This is a very interesting package for ml in java.
I think there must be some working data set during the development.
could you provide some of them as demos to help users startup.

Support for data already in program

Does mltk have support for data structures which are already present in the runtime of the program? I'm loading and manipulating data after fetching it from a remote database, and would love to pump in my matrices directly into mltk without writing to disk.

Need for programmatic setup of datasets

Is there any way to build datasets in memory, using the API, or do I need to write out a file to disk, and read it back in?

I tried creating a dataset using the API, but the methods and constructors of Attribute are not visible, so I can't create a List, so I can't create an Instances object, so I can't create cross-validation folds.

GAM plots with nominal interaction terms

It seems to me that there is a bug in Visualizer when one of the interaction terms is not of type BinnedAttribute, because at line 251 there is a cast Bins bins1 = ((BinnedAttribute) f1).getBins(); without a previous type test. This is weird because some tests are made before to handle NominalAttributes, but the end of the code seems to run only on BinnedAttributes (in particular it need boundaries which are only defined for bins..).

Add MLTK to Maven Central

I'm using MLTK from Clojure and deployment/installation of code dependent on it would be much nicer if it were in Maven Central.

ElasticNet results inconsistent

If I run an elastic net learner a dozen times in a row, I get nine different results. I've confirmed that my input data is identical on each round (the hashcodes on my data strings and attribute strings are identical each round). Is there anything variable or non-deterministic about the elastic net process? Also, all of my work is done using BigDecimal, so any floating point issues would be within the regression. Is that what's happening here?

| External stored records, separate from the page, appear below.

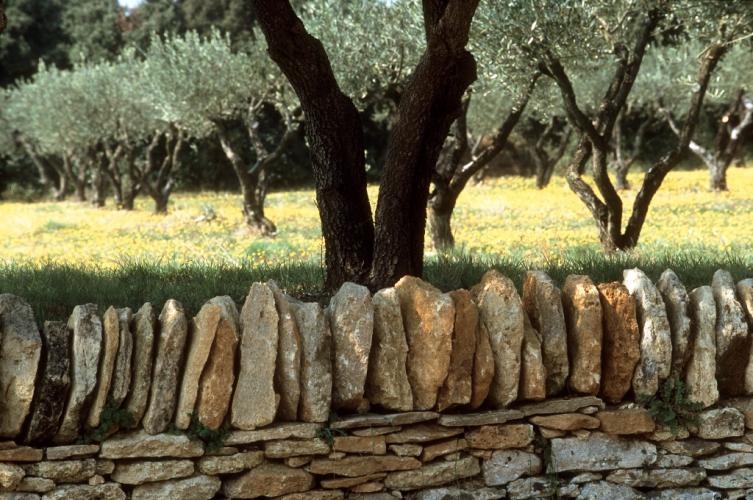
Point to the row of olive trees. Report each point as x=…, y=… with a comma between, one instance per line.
x=120, y=126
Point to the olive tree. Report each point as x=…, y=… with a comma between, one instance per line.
x=664, y=86
x=357, y=249
x=205, y=88
x=563, y=38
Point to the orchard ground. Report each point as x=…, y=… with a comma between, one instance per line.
x=57, y=255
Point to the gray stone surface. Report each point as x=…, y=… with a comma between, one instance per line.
x=387, y=382
x=677, y=302
x=167, y=367
x=701, y=368
x=656, y=338
x=316, y=368
x=732, y=350
x=20, y=350
x=145, y=328
x=501, y=314
x=87, y=348
x=53, y=383
x=542, y=301
x=508, y=465
x=352, y=321
x=601, y=452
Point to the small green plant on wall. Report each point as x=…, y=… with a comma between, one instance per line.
x=670, y=405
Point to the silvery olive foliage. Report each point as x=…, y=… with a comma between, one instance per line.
x=371, y=44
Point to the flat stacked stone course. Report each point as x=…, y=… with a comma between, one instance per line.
x=470, y=394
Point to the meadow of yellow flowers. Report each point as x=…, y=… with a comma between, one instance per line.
x=505, y=216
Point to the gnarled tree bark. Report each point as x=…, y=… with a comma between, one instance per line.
x=428, y=106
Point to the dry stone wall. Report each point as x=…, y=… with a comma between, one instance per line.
x=409, y=393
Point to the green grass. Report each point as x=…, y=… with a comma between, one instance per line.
x=55, y=289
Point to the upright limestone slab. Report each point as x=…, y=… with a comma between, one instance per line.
x=87, y=350
x=255, y=401
x=316, y=365
x=167, y=366
x=732, y=341
x=532, y=371
x=745, y=296
x=656, y=340
x=542, y=300
x=53, y=383
x=387, y=380
x=621, y=346
x=218, y=378
x=201, y=337
x=458, y=385
x=20, y=350
x=483, y=367
x=501, y=313
x=288, y=369
x=429, y=316
x=701, y=373
x=121, y=377
x=145, y=326
x=678, y=313
x=111, y=324
x=352, y=322
x=583, y=314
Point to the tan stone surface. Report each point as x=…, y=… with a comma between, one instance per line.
x=21, y=454
x=406, y=450
x=353, y=444
x=121, y=375
x=621, y=348
x=626, y=421
x=387, y=379
x=20, y=350
x=532, y=371
x=677, y=302
x=201, y=332
x=700, y=377
x=230, y=464
x=167, y=367
x=542, y=301
x=433, y=451
x=111, y=341
x=255, y=401
x=732, y=339
x=457, y=387
x=434, y=474
x=580, y=299
x=87, y=348
x=143, y=445
x=288, y=370
x=147, y=471
x=566, y=421
x=192, y=488
x=351, y=316
x=656, y=338
x=500, y=437
x=316, y=367
x=428, y=316
x=483, y=367
x=351, y=481
x=296, y=448
x=145, y=328
x=217, y=380
x=421, y=433
x=501, y=313
x=63, y=471
x=300, y=430
x=72, y=451
x=362, y=466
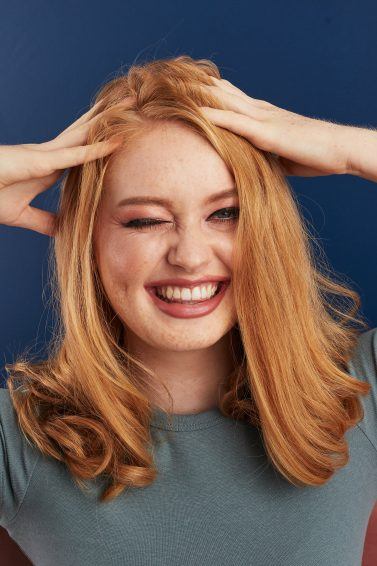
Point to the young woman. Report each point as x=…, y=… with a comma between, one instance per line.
x=208, y=397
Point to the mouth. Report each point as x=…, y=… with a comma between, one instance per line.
x=221, y=287
x=189, y=309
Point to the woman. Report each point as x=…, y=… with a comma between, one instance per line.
x=201, y=402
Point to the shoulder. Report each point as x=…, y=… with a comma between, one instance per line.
x=364, y=356
x=17, y=460
x=363, y=365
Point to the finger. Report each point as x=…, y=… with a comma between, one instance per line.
x=36, y=163
x=27, y=190
x=127, y=102
x=227, y=86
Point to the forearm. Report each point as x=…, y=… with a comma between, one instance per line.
x=362, y=153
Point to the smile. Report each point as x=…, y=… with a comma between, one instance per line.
x=183, y=307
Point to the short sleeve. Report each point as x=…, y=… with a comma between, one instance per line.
x=17, y=460
x=363, y=365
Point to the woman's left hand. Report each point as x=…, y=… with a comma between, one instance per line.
x=304, y=146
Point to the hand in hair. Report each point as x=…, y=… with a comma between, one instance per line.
x=304, y=146
x=29, y=169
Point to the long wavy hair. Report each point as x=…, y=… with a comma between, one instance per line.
x=297, y=326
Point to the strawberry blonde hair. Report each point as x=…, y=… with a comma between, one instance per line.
x=86, y=404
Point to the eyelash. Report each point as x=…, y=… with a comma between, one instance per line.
x=150, y=223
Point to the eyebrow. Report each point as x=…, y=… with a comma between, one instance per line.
x=169, y=203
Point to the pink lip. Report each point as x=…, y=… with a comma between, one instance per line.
x=181, y=310
x=181, y=282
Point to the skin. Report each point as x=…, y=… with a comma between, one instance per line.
x=191, y=356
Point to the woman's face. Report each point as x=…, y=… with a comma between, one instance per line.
x=193, y=241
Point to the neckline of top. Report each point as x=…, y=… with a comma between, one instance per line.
x=186, y=422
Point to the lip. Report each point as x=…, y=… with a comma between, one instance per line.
x=189, y=283
x=181, y=310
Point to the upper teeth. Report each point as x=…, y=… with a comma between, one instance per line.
x=186, y=294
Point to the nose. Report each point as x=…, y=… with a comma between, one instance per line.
x=190, y=250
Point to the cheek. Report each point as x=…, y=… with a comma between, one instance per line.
x=125, y=262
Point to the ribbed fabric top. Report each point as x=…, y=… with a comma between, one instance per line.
x=217, y=499
x=184, y=422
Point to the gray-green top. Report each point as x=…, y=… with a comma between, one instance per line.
x=217, y=500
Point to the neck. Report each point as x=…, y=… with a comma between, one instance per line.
x=194, y=378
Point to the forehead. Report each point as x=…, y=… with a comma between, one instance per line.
x=168, y=157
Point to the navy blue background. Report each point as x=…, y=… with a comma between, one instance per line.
x=318, y=58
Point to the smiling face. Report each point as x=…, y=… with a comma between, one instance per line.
x=194, y=241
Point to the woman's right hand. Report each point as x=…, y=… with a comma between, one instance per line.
x=29, y=169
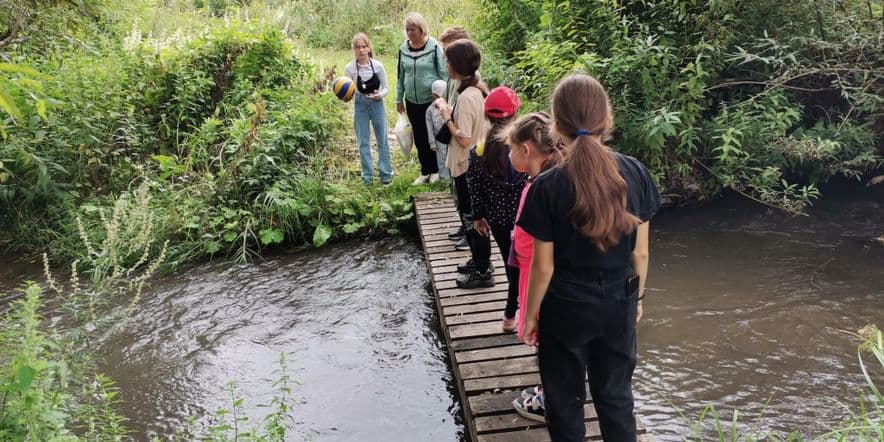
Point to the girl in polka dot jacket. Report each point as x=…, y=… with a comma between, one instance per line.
x=495, y=189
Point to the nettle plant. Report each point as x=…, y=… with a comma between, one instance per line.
x=770, y=100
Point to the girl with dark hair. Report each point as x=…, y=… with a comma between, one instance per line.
x=589, y=217
x=467, y=124
x=533, y=150
x=494, y=190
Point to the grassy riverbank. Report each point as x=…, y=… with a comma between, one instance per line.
x=218, y=113
x=144, y=134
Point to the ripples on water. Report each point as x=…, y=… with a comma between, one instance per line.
x=746, y=305
x=356, y=319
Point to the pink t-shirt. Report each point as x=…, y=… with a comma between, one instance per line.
x=523, y=250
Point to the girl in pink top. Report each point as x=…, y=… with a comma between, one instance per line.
x=532, y=150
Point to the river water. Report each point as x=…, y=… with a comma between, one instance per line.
x=746, y=306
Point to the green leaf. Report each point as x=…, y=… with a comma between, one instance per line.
x=211, y=247
x=321, y=235
x=271, y=236
x=26, y=377
x=8, y=105
x=16, y=69
x=352, y=227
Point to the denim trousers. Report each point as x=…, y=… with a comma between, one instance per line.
x=481, y=249
x=442, y=160
x=589, y=331
x=371, y=112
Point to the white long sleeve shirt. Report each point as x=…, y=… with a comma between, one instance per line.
x=363, y=71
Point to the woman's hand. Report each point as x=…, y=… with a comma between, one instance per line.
x=443, y=107
x=529, y=333
x=482, y=227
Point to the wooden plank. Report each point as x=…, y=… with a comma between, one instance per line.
x=513, y=421
x=490, y=367
x=496, y=306
x=452, y=276
x=481, y=385
x=489, y=342
x=496, y=294
x=500, y=280
x=536, y=434
x=501, y=367
x=475, y=330
x=487, y=354
x=472, y=318
x=499, y=402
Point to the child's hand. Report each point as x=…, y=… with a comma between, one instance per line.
x=482, y=227
x=529, y=333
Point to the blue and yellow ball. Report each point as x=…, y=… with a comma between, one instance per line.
x=344, y=88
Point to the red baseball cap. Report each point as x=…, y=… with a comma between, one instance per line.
x=502, y=102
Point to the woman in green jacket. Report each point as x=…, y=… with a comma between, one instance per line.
x=421, y=62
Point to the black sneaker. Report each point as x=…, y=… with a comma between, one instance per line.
x=470, y=266
x=457, y=234
x=476, y=279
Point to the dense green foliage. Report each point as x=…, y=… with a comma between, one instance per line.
x=767, y=98
x=223, y=128
x=205, y=131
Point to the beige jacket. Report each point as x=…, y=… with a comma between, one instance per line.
x=469, y=117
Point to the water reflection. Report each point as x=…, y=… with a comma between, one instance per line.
x=355, y=318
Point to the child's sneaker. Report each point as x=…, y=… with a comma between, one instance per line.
x=509, y=324
x=470, y=266
x=530, y=392
x=476, y=279
x=531, y=408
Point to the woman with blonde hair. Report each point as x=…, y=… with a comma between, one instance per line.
x=371, y=88
x=589, y=217
x=421, y=62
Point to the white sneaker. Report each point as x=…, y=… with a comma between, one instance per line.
x=420, y=180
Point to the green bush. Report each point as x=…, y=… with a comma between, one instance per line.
x=767, y=99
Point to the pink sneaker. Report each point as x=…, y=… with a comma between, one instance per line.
x=509, y=324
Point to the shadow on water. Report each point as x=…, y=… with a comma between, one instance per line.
x=355, y=318
x=747, y=304
x=743, y=304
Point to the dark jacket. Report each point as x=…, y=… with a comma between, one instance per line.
x=491, y=198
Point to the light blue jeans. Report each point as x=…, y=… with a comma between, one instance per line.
x=442, y=160
x=372, y=112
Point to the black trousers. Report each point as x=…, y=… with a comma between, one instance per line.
x=482, y=255
x=417, y=117
x=591, y=334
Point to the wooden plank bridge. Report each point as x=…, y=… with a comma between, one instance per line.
x=490, y=367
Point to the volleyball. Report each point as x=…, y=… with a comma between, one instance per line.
x=344, y=88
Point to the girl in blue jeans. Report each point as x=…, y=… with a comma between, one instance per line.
x=371, y=88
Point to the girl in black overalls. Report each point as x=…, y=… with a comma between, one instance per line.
x=371, y=87
x=589, y=219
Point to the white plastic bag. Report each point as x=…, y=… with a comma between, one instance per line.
x=402, y=130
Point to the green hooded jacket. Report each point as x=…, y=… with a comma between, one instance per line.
x=418, y=70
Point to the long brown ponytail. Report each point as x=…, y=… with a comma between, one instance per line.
x=582, y=115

Documentation is missing many important details

I have been trying to use MLTK for a regression problem, and I found there are many important details missing from the documentation:

There is no info on how to set up datasets in memory programmatically, rather than reading from file (see #14).
On the page https://github.com/yinlou/mltk/wiki/Basics , there is no explanation of "(class)". I eventually figured out that it's how you set the target variable. That doesn't make sense for regression though, the target variable is not a class. It's also made more confusing because the section "Example attribute file" has the "(class)" attribute last, but under "Sparse input format", you list the target first, implying that the position is significant (which it is not).
There is no explanation that if the number of attributes doesn't match the number of columns, that lines are simply ignored. This is more confusing because it's not clear comparing sections "Example attribute file", "Example data file" and "Sparse Input Format" whether the target attribute even needs to be set in the attribute file or not, or whether its discrete/continuous nature is inferred based on whether you're doing classification or regression (and whether it is inferred that the first column is always the target). If you have the wrong number of attributes, no instances are read.
If you don't specify the target attribute, it is set to NaN, and the regression will fail unless you go through all the Instances and set a target value on each one. I couldn't figure out why I was getting NaN until I read through the code.
You do say that the attribute file parameter to InstancesReader.read is "optional", but even the JavaDoc doesn't explain that you need to set this to null for this purpose. The way that attributes are automatically inferred for sparse and dense cases if you do set this to null is not explained. (For example, the target is always unset if you don't specify an attributes file, so you'll always get NaN for the target values unless you manually set the target, as described above.)
There is no example explaining the usage with a dense datafile.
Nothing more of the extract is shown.